I teach my dogs that their name means come to me. It was an accidental find - but super cool. I was on bedrest and my mom was coming over and taking care of the dogs for me. She would call the puppy (now deceased) to come and the dog would spin around and come to ME. Now I intentionally train it.

The result is a dog that is friendly and social, but so completely uninterested in other people.

Occassionally I get a comment about being hard on my dog and I have a great explanation. Being that the dog is being trained for mobility tasks, if the dog fails to perform, someone could get hurt. Nobody argues with that!


----------



## susan tuck (Mar 28, 2006)

Don't have to explain it. My friends and family accept that I prefer to spend the majority of my time in the company of my dogs training in what they see as a rather obscure and peculiar sport, but they still love me.


----------



## Shaan Mocke (Apr 12, 2009)

I think people who have passion about a sport understand. I mean, I can't see the point of following a little white ball around a golf course all day but others love it. I jump horses over painted poles and make them walk, trot and canter in circles for ages to get things perfect. Very boring for the person on the ground watching you perfect your stuff and probably they will never understand, but the feeling of rapport between you and your animal when things click and go right, wow, nothing can ever match that. Ever.

Yeah. \\/


----------



## Jim Nash (Mar 30, 2006)

None of my friends and family understand why I love being a K9 Officer. 

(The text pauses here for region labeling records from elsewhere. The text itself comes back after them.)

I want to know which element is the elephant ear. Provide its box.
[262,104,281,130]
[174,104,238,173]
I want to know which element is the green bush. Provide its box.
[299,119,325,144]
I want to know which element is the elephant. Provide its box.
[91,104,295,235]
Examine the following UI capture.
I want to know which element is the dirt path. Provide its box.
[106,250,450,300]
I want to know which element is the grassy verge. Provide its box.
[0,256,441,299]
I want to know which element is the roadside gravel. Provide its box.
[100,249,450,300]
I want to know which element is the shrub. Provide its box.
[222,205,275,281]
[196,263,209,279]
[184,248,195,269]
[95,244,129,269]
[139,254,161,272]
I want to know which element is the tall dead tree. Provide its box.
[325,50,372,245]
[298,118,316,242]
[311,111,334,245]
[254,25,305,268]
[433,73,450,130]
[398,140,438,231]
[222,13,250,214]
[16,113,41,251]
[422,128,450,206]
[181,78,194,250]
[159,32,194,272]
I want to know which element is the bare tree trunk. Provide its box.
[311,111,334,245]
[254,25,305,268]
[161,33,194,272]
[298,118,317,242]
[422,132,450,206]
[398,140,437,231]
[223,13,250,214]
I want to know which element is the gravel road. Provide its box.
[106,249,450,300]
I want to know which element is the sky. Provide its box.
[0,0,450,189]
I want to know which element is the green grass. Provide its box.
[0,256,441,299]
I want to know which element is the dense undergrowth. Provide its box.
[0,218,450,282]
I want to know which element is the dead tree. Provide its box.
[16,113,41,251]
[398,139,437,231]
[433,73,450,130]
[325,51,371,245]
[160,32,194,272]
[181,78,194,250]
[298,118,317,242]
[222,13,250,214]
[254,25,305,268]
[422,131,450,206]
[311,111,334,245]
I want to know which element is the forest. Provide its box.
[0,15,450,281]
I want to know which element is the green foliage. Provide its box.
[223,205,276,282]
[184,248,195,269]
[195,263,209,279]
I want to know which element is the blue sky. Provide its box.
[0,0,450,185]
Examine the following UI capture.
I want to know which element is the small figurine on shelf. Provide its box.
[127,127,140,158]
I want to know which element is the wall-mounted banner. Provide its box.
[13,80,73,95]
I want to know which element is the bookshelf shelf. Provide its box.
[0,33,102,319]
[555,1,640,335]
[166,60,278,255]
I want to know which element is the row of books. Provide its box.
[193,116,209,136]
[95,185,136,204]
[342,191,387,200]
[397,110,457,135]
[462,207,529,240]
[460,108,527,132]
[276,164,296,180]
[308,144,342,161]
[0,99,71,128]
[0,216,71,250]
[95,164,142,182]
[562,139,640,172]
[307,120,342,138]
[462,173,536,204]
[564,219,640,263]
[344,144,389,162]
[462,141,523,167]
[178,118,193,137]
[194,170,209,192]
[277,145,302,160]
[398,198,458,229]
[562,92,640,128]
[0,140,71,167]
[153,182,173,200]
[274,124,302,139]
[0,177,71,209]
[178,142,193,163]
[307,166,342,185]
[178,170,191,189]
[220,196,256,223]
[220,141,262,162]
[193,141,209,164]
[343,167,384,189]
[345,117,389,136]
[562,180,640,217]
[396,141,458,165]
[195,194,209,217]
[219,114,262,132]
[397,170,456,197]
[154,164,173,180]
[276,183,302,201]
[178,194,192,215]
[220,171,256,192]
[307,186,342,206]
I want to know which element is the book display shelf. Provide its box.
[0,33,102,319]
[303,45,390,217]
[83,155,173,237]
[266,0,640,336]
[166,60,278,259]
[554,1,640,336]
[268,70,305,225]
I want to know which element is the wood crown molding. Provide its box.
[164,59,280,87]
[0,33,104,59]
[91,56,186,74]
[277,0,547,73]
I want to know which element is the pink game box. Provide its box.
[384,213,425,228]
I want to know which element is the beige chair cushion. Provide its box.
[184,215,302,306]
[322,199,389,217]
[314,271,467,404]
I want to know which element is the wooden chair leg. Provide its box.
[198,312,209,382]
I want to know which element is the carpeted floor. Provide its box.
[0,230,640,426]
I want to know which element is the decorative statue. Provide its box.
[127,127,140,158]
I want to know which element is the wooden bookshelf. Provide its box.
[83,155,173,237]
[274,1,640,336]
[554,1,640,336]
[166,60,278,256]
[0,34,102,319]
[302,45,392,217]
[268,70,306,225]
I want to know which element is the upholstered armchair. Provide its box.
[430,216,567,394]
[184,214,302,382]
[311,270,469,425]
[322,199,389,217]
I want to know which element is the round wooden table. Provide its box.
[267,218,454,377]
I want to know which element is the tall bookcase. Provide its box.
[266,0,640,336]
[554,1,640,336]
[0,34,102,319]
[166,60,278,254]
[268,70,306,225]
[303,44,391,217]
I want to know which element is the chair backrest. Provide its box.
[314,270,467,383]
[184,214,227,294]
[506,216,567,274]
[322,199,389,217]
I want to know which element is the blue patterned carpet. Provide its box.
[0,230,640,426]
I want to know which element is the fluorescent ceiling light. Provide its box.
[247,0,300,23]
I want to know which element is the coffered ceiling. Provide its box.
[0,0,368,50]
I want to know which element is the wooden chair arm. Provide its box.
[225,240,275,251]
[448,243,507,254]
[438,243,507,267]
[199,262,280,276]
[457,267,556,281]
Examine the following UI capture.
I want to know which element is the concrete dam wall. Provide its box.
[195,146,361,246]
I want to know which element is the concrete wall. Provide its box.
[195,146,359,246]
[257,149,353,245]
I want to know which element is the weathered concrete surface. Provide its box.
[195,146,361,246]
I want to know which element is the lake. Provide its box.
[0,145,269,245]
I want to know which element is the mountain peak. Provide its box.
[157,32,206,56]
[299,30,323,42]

I can't possibly explain what it feels like when your in a dark alley and your K9 partner tells you there's a badguy hiding nearby and watching all the hard work you both put into that moment payoff . Only my fellow K9 handlers understand that rush and how addicting it is .


----------



## Tammy Cohen (Dec 21, 2008)

I think action speaks louder then words, people who actually see the dogs work seem to have a much better understanding and more respect for the work. People can't help but be impressed by a well trained dog. Most people think the pet star tv show is amazing. Once people see the dog in action and are baffled by how well the dog listens you can explain how much time and effort goes into it.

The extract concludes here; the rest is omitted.